Une semaine après les deux séismes, le Venezuela cherche encore des survivants au milieu d'une crise humanitaire grandissante
Une semaine après que deux puissants séismes ont frappé le Venezuela le 24 juin, les équipes de secours continuent d'extraire des survivants des décombres, alors que le bilan officiel s'élève à 1 943 morts et que les conditions humanitaires se dégradent.
La fenêtre des secours se referme après une semaine
Les équipes vénézuéliennes et internationales luttent contre des chances de plus en plus minces de trouver des survivants des séismes du 24 juin, qui ont tué au moins 1 943 personnes.

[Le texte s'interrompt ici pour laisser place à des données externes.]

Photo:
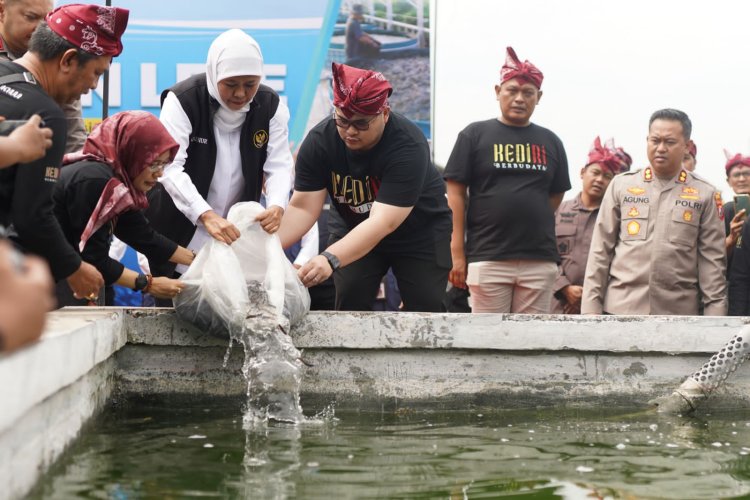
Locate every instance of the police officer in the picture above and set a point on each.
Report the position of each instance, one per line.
(658, 244)
(575, 219)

Mardi soir, les sauveteurs tentaient encore de libérer Hernán Gil, un agent de sécurité retrouvé vivant dans le sous-sol d'un bâtiment effondré à Catia La Mar, dans l'État de La Guaira. Dans un autre succès tardif, un garçon de trois ans a été secouru après être resté piégé près de six jours. L'Unité militaire espagnole d'urgence (UME), déployée depuis le 26 juin, reste sur place.
Après 72 heures, les probabilités de trouver des personnes vivantes diminuent, mais on continue à en trouver, donc il faut continuer.

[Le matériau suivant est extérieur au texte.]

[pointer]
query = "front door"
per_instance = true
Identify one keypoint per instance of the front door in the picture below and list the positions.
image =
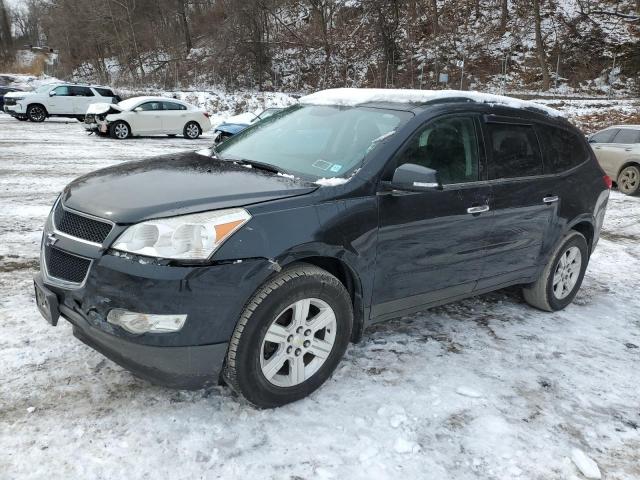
(430, 244)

Le nombre total de sauvetages a atteint 6 461, selon Jorge Rodríguez, président de l'Assemblée nationale. On estime que 13 400 à 13 500 personnes supplémentaires se sont échappées seules ou avec de l'aide dans l'immédiat après les secousses. Pourtant, les familles affluent dans les morgues où les corps, beaucoup méconnaissables à cause de la décomposition, s'accumulent ; l'ONU envoie 10 000 sacs mortuaires pour soutenir l'identification.
- Premier séisme de magnitude 7,2 frappe l'État de La Guaira.
- Deuxième séisme de magnitude 7,5 frappe, aggravant la dévastation.
- Une réplique de magnitude 4,6 force à nouveau les habitants hors de leurs maisons.
- Les secouristes localisent Hernán Gil vivant dans le sous-sol d'un bâtiment effondré ; les opérations d'extraction se poursuivent toute la nuit.
- Un garçon de trois ans est secouru après près de six jours ; le bilan atteint 1 943 morts.
Hôpitaux de campagne et morgues submergées
Avec 855 bâtiments touchés et 189 complètement effondrés, le système de santé, déjà fragile avant la catastrophe, a cédé. Dans un McDonald's de La Guaira transformé en hôpital de campagne, des médecins bénévoles ont opéré à la lumière de téléphones portables dans des températures dépassant 40 °C. Le réseau hospitalier officiel, décrit par un médecin comme « complètement sous-approvisionné, tant en fournitures qu'en médicaments », a eu du mal à traiter les 10 571 blessés. L'électricité et l'eau sont indisponibles dans de vastes zones, compliquant les soins et les efforts de recherche.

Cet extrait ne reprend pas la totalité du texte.